One thing that’s pretty clear about WA’s 2006 US Senate campaign, is that whoever the Republican’s dig up to oppose Maria Cantwell, the challenger is almost certain to get the Seattle Times’ endorsement.
Why? Because Times’ publisher Frank Blethen is not only mortal, he’s also a mortal enemy of the
death estate tax… and Sen. Cantwell opposes Republican efforts to eliminate the federal estate tax entirely. That’s why, according to the the NY Times, the GOP and its surrogates are already spending money targeting Sen. Cantwell on this issue:
Advocates of repeal have begun showing commercials criticizing senators who oppose repeal, like Maria Cantwell, Democrat of Washington. Many of the criticisms focus on a supposed threat to family farms.
Which is, of course, incredibly dishonest, considering that a Congressional Budget Office report released last week shows that only 300 farms nationwide were subject to the federal estate tax last year, and of these, all but 27 farmers had left enough liquid assets to pay the taxes owed… although the report “hinted that the actual number might be zero.”
And it gets even better for farm heirs.
Next year, when the threshold rises to $2 million per person, just 123 farms will be subject to the estate tax, the study found.
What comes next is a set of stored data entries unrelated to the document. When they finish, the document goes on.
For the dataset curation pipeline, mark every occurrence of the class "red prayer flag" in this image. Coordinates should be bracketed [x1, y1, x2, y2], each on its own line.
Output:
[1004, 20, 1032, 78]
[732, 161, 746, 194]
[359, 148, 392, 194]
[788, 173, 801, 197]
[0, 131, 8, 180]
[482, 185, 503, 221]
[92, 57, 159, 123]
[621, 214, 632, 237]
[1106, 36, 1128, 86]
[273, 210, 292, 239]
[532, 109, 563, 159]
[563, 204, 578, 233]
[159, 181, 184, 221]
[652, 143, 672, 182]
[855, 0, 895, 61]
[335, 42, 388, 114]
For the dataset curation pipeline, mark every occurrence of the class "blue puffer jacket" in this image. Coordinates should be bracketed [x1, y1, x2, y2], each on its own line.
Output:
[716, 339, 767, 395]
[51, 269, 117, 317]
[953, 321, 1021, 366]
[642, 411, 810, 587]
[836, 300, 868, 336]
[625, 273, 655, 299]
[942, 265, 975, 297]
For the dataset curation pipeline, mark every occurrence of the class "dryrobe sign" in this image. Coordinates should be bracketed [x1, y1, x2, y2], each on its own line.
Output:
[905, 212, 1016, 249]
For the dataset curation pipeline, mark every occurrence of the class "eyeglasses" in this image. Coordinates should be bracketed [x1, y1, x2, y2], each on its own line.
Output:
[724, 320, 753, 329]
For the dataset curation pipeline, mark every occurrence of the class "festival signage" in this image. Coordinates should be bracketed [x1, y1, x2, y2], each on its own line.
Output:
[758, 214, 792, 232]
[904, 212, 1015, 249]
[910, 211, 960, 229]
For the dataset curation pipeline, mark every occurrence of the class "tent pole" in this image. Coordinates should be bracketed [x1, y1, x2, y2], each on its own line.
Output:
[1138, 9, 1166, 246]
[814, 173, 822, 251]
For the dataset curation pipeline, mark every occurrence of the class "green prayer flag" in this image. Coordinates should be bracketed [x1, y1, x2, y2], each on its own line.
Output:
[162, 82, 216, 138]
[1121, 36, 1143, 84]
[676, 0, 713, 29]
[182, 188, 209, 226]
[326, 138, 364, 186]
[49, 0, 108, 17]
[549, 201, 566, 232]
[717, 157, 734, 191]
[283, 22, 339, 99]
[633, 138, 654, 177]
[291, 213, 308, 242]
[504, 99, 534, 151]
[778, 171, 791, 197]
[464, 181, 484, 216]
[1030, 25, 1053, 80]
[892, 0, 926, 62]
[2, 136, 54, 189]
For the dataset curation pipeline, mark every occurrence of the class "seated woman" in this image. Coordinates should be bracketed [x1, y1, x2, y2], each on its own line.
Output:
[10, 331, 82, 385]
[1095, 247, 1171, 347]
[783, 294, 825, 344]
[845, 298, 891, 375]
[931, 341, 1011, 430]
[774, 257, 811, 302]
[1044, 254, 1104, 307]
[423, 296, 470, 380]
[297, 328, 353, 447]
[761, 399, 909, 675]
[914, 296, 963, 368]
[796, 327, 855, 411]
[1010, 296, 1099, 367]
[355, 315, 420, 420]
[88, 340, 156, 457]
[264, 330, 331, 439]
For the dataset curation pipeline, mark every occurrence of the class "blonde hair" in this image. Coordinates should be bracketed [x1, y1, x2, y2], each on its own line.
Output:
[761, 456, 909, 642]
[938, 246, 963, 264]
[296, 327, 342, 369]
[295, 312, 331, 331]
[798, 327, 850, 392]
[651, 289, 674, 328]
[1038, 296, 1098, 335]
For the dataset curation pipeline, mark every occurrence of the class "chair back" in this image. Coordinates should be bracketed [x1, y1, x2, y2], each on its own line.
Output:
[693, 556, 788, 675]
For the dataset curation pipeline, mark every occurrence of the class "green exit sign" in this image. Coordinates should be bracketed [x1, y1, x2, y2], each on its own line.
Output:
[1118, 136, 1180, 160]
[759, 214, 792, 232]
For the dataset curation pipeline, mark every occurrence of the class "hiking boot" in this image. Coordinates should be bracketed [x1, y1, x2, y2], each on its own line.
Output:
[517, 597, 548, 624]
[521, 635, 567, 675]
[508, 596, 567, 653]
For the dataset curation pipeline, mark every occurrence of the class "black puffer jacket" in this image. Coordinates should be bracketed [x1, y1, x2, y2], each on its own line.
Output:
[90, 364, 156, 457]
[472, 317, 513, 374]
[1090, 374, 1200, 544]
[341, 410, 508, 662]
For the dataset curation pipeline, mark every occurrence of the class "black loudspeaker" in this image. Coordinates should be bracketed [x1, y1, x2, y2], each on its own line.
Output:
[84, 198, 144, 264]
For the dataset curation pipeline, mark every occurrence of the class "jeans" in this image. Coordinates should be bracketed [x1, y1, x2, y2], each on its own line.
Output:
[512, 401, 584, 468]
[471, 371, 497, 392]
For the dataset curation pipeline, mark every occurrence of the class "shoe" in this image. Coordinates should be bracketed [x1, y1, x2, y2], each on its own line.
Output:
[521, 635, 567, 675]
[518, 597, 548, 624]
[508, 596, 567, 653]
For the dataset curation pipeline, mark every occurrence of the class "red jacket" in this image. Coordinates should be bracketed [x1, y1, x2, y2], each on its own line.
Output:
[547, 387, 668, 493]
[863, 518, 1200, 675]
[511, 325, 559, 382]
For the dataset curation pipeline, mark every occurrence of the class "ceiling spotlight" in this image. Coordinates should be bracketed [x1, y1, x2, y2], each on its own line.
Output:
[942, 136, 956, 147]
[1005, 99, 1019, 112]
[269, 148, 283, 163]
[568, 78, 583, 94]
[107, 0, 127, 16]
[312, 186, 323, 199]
And in 2009, when it rises to $3.5 million, only 65 of the nation’s 2.2 million farms will be affected, the study said.
The federal estate tax raised $23.4 billion last year, and repeal would shift burden off the fortunes left by the richest 1 percent of Americans, to the rest of us, either through higher taxes, reduced services, or more borrowing (thus burdening future generations.) Repealing the estate tax would only benefit the super-rich… and to claim that such a move is intended to help family farmers is an out and out lie.
Neil E. Harl, an economics professor at Iowa State University whose expertise in estate tax planning for farmers has made him a household name in the grain belt, said many Americans had a false impression that the estate tax was destroying family farming.
He said the Congressional study “adds to the weight of the evidence that this is a myth that has been well spun.”
“Farms, in particular,” Mr. Harl said, “are not in jeopardy because of estate taxes.”
Michael J. Graetz, a professor at Yale Law School who was a tax policy official in the administration of President George Bush, said repeal was primarily a benefit to people with large estates held in stocks and other securities, not to farmers.
You can argue if you want about the wisdom of giving tax breaks to the very wealthy while our nation suffers from record budget deficits, but math is math.
President Bush and others have repeatedly asserted that the estate tax is destroying family farms, yet have failed to cite a single case of a farm being lost to estate taxes… “although in June 2001 Mr. Bush said he had talked to such farmers.” Yeah… but then, Bush is a liar.
Sen. Cantwell deserves our support for courageously opposing the lie, knowing it will cost her the support of the most powerful newspaper in the state.
It has been suggested to me by a journalist I respect, that perhaps I have been a touch unfair. The Times did print an editorial stating they “can live with” a federal estate tax with a top rate of 15%, and they have in the past endorsed other candidates who oppose repeal. So I just want to set the record straight.